Most people's intuitions about work distribution aren't very good either; if you break a process up into 5 pieces, your human brain will tend to estimate the five pieces as roughly the same size ("within an order of magnitude of each other"), when in the real computer world they will almost always be separated by multiple orders of magnitude in size. Evenly breaking up a task is usually quite hard and not something that happens accidentally. It doesn't help you all that much to use a 10-element channel if the producer is producing an element every 100 nanoseconds while the consumer is consuming one element per 10 milliseconds, both reasonable numbers, but separated by 5 orders of magnitude. The advantage of using a buffered channel is lost in the noise of the consumer, and it's not hard for it to be a net loss given the complexities buffered channels can involve if you accidentally code as if they are asynchronous rather than buffered-but-still-ultimately-synchronous. Zero-sized channels are more likely to exhibit any errors you made during development or QA rather than in production.

I don't think I've ever shipped a non-zero-sized channel in Go. Occasionally designs go through phases where they may have them, but they always come back out before I'm done. Even the "only allow X of a certain resource to be used" always seems to turn into "only spawn X goroutines that use that resource and feed them work off a channel that has no reason to be buffered".

reply

thethirdone | karma 1155 | avg karma 2.55 · | 2017-04-26 20:24:55+00:00

Channels can be made with no buffering at all. In this case trying to send without a receiver is blocking, so the channel is not really acting as a queue anymore.

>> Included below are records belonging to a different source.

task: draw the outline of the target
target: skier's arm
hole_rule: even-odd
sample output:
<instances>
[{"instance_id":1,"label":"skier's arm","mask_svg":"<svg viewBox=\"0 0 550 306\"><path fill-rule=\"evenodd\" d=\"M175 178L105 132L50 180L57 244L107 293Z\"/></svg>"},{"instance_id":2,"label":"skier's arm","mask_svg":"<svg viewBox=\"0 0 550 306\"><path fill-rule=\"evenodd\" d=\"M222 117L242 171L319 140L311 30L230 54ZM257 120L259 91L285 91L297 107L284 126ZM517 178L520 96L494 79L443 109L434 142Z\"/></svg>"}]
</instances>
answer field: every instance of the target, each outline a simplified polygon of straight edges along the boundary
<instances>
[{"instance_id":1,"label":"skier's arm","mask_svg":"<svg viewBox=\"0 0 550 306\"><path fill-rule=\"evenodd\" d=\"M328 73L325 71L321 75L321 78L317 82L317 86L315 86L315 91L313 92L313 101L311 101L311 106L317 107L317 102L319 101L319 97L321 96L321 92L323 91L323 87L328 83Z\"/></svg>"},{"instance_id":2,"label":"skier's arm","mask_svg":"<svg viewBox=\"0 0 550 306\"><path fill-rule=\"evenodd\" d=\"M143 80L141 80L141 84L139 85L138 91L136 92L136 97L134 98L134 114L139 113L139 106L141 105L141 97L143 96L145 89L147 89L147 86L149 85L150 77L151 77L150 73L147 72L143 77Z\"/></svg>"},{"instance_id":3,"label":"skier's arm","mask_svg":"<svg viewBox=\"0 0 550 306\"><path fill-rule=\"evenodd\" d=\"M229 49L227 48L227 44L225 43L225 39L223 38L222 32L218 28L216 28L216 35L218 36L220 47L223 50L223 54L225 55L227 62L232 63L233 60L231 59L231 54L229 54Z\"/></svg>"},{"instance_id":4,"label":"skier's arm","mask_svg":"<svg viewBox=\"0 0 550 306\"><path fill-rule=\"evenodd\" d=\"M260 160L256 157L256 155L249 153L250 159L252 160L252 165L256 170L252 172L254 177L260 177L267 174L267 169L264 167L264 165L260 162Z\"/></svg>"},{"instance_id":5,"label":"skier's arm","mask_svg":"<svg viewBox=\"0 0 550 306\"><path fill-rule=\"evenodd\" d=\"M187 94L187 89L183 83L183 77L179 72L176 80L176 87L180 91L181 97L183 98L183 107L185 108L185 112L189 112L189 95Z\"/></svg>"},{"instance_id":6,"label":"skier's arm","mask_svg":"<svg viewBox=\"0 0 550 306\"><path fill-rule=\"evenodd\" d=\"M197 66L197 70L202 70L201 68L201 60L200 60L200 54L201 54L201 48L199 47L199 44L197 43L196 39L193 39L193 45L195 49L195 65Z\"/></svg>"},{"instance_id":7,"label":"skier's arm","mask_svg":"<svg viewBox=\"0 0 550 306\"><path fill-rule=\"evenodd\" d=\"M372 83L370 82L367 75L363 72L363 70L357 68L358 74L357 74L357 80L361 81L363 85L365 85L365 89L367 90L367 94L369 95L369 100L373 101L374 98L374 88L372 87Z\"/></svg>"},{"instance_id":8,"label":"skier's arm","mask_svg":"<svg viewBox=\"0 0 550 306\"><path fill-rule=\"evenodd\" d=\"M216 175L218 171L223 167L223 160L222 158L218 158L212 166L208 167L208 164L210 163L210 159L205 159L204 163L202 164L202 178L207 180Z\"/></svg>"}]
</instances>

Buffering is only an option to improve performance. Programs should (if they are correct in a sense) be able to work with channels without buffering.

reply

bluetech | karma 251 | avg karma 3.44 · | 2018-01-15 15:16:26+00:00

A buffered channel can be implemented with two unbuffered channels + a goroutine + an array.

yandrypozo | karma 294 | avg karma 2.56 · | 2017-04-26 19:05:23+00:00

That's a common mistake, don't look at channels as queues, one thing is be buffered and other one it's working as a queue, actually buffered channels should be avoided at least you really need a buffer.

always_good | karma 4605 | avg karma 3.29 · | 2017-12-26 02:47:22+00:00

I don't understand. I would just about never want to use an unbounded buffer, for example, for a channel.